Social media is a vital part of the Seahawks vacation apparatus, ankles and all, with players searching each other’s Instagrams for recreation ideas. When Willson saw a photo of linebacker Kevin Pierre-Louis paddleboarding throughout the Pacific Northwest, he immediately reached out to find out how to get a board of his own, which he now uses frequently and has equipped with a waterproof boombox “to listen to some tunes.”
This spring a group of Seahawks linebackers met up in Montana, near where linebacker Brock Coyle grew up. Coyle’s childhood friend taught most of the players how to snowmobile; Coyle and others went skiing all over Big Sky, with Coyle himself teaching linebackers Mike Morgan and K.J. Wright to ski. Sort of. “We took a tram all the way to the top of the mountain,” Wright said. “And he expected us to ski down. That wasn’t happening. We had to be taken down by sleds.” The linebackers were then led through the woods by horse-drawn carriage to a candle-lit dinner.
Coyle said the players’ propensity to vacation together is a byproduct of another Carroll philosophy: A successful team needs to be as close as possible. Helfet noted that the outings are not only a team-building strategy, but also a rehabilitation strategy, because the vacations are so good, relaxing, and fulfilling that the players arrive back at camp well-rested. “[Carroll] wants us to be mentally happy and is pretty positive about whatever we want to do,” Helfet said.

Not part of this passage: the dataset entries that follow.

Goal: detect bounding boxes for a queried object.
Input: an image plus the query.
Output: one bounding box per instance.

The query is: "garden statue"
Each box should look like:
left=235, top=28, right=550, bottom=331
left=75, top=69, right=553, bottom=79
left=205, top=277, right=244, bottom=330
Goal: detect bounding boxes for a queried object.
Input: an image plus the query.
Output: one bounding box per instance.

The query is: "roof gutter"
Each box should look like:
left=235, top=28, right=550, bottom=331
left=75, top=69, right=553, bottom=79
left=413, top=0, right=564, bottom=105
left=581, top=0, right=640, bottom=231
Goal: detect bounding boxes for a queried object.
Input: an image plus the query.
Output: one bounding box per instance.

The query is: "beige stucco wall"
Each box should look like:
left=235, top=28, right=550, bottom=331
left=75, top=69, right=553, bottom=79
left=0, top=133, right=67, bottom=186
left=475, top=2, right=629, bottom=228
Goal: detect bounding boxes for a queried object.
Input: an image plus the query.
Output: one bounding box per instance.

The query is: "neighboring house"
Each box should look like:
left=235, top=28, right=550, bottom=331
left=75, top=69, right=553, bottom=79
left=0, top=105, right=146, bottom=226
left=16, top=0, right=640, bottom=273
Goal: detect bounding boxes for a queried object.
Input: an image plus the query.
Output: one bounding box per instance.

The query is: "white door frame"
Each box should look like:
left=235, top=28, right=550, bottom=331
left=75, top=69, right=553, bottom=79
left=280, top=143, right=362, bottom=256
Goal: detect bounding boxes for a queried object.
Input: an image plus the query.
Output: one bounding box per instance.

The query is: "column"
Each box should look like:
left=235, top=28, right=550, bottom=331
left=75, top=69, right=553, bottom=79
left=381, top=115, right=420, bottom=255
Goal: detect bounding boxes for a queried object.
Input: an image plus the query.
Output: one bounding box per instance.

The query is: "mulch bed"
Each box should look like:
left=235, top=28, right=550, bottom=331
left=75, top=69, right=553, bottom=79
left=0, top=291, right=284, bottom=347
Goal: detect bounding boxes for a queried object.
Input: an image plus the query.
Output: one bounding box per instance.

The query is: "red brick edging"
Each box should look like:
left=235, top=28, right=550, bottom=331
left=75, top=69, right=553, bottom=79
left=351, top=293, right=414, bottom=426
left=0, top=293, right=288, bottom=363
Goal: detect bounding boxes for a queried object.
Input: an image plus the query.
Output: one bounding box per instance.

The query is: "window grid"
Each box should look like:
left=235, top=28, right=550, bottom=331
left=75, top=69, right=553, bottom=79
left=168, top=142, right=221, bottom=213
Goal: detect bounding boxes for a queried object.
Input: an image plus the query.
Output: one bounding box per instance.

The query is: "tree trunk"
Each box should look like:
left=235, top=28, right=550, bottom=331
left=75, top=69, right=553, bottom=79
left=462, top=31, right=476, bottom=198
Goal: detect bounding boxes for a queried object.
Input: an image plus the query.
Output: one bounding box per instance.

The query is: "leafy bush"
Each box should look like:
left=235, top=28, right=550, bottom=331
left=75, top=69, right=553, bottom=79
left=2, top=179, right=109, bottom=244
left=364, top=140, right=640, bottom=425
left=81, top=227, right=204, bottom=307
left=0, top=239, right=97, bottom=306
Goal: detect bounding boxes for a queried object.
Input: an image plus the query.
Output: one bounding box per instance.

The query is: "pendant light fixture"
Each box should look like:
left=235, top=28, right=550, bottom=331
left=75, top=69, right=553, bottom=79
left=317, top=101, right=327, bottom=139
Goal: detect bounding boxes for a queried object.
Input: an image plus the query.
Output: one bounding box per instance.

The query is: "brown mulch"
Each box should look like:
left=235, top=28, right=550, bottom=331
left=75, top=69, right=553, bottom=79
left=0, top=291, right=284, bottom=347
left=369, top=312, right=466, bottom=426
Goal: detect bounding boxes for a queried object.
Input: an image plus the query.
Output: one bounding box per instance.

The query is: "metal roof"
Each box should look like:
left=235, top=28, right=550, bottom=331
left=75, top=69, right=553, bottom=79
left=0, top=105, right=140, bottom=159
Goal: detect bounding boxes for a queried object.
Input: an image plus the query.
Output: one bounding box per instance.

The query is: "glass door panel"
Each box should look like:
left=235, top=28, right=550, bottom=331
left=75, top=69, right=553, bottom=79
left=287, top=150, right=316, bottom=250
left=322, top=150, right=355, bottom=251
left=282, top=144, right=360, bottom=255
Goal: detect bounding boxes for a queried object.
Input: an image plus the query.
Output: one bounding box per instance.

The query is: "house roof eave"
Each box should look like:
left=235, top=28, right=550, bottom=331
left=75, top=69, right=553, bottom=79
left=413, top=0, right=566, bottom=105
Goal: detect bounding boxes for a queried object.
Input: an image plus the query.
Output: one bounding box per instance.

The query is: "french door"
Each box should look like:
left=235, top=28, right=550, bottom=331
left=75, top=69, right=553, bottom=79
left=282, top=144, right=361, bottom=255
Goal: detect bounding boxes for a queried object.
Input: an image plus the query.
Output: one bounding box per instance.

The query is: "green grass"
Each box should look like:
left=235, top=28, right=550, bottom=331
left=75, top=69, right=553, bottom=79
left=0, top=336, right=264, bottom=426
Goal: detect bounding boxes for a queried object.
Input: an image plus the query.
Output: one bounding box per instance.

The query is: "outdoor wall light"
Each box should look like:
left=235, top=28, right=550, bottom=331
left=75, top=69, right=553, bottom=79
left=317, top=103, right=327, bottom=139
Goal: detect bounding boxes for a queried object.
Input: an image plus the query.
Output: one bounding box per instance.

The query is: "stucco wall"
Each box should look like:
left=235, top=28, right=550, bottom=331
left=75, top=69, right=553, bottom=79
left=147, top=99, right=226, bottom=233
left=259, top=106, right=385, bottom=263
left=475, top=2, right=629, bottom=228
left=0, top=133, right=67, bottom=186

Closer to the season, the Pacific Northwest provides players with ample opportunities to escape for a brisk hike or mountain excursion for just hours at a time. Quick getaways to The Enchantments or Juanita Beach help players’ minds relax quickly.
“Injuries may be in the back of your mind, but like coach says, we’re free,” Willson said. “The Pacific Northwest has a lot of cool stuff, and coach trusts us to do it. You’ve got to know your own limitations and you’ve got to say ‘I’m going paddleboarding or hiking, and I’m not going 14 miles crazy uphill, I’m going 7 miles slightly uphill.’”
During the team’s June minicamp, players organized their first activity of the six-week break. A large group settled on attending the USA-Ecuador soccer game in Seattle last week. Graham and Helfet brought American flag onesies.